We suspected this might be due to the hypovascularity of the metastatic tumors and inactive bleeding at the time.
Although the benefit of therapeutic embolization of the hepatic artery was uncertain based on the findings on angiography, we performed transcatheter arterial embolization (TAE) of the left main hepatic artery using gelform particles to prevent future re-bleeding.
Post-embolization angiography revealed a slowed blood flow in the left hepatic artery, and the peripheral vessels were weakly visualized (Fig.3B).

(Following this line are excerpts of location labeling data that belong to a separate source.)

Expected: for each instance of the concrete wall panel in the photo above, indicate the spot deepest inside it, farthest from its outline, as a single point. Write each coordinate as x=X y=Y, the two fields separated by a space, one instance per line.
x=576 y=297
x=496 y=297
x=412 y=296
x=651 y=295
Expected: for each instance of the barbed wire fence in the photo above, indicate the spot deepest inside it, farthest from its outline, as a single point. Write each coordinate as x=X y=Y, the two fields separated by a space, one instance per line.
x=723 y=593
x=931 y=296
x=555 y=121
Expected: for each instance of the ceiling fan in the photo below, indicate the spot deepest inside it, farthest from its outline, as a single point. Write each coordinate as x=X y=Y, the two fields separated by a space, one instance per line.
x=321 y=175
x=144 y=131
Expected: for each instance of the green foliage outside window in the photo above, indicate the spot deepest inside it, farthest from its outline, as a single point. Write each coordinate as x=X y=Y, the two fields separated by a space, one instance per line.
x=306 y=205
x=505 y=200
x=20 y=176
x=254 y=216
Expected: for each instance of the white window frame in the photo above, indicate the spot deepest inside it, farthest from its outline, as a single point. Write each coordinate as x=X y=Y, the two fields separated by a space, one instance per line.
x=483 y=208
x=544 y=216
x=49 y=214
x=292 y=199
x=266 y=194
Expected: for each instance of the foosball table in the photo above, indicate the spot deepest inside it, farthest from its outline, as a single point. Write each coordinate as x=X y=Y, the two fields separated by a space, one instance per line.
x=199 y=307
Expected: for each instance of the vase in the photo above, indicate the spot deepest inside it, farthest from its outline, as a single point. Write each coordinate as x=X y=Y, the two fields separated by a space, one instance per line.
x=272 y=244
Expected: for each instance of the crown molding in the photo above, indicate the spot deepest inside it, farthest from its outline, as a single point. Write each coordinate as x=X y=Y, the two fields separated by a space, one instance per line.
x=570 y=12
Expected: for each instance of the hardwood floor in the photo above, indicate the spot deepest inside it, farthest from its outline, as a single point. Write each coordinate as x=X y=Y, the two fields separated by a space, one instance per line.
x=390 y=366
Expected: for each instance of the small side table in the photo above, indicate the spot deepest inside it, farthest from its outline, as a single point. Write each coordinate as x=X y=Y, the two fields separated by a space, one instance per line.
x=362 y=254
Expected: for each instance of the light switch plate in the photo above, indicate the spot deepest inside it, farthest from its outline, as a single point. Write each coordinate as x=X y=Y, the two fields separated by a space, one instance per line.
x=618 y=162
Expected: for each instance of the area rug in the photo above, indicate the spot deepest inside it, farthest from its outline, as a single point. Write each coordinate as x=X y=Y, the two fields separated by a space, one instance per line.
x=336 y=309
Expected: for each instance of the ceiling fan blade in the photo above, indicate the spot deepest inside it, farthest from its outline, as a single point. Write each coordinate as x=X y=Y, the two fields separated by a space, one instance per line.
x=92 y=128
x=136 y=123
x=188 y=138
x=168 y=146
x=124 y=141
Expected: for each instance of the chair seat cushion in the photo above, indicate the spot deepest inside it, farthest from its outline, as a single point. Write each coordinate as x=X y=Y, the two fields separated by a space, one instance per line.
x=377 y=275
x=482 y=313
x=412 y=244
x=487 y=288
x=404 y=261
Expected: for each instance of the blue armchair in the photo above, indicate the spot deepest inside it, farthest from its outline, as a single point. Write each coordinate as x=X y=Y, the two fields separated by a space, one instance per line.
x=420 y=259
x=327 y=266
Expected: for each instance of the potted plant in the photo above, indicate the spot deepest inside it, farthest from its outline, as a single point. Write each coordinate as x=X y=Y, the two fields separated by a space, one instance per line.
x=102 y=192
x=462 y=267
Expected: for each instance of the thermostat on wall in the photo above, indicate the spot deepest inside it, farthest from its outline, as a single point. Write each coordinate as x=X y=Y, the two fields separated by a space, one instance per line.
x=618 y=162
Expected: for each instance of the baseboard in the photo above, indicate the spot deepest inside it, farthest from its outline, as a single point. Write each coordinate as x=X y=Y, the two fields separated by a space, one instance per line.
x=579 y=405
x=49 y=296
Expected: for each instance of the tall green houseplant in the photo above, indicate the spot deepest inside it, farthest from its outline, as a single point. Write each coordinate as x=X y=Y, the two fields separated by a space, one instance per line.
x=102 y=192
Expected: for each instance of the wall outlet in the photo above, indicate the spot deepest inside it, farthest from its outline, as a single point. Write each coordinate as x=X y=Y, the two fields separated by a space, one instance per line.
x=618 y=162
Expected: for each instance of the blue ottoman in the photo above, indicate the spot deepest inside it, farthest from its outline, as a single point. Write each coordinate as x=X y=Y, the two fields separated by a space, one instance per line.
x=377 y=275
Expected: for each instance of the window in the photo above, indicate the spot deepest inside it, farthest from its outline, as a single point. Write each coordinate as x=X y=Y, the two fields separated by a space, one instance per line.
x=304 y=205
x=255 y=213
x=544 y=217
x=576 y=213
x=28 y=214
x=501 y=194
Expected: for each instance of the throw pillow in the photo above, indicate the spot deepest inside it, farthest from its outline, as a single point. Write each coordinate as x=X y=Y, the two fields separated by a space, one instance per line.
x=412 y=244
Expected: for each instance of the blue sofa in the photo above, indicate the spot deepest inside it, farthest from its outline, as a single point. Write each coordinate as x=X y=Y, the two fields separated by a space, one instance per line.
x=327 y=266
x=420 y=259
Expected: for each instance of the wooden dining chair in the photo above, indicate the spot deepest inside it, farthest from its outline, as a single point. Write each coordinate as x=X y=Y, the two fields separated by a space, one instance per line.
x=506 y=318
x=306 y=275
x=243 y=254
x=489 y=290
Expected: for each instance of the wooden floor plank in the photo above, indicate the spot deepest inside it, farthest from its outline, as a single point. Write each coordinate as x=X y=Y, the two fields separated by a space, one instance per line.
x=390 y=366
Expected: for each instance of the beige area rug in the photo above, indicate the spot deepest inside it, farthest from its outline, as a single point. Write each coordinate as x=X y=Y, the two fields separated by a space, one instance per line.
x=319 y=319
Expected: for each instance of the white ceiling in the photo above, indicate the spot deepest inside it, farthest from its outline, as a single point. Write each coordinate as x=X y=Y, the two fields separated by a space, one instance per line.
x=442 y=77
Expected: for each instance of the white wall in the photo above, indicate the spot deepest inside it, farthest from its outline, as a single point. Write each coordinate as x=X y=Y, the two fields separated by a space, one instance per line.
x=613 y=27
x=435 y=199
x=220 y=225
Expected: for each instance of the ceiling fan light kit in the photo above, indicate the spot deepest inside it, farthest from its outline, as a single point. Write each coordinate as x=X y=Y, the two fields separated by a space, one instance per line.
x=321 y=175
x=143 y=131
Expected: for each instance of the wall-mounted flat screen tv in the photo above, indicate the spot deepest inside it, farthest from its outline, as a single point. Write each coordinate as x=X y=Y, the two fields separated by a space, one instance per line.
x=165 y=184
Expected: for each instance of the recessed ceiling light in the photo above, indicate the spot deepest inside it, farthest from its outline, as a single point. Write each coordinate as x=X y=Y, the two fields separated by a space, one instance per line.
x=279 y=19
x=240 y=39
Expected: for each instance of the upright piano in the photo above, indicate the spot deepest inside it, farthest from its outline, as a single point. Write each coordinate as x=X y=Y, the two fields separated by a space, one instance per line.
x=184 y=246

After the embolization concomitant with supportive therapies, including RBC transfusions of 6 U in total, the clinical course of the patient stabilized.
His blood pressure remained around 120/70 mmHg, tachycardia disappeared, and the anemia was improved after transfusion and did not progress again.
Liver dysfunction did not appear.
A month after the embolization, he was in relatively good health and re-started his antitumor chemotherapy, which he continued (first-line regimen) for six courses.
A good partial response was gained after chemotherapy for both the lung and liver lesions.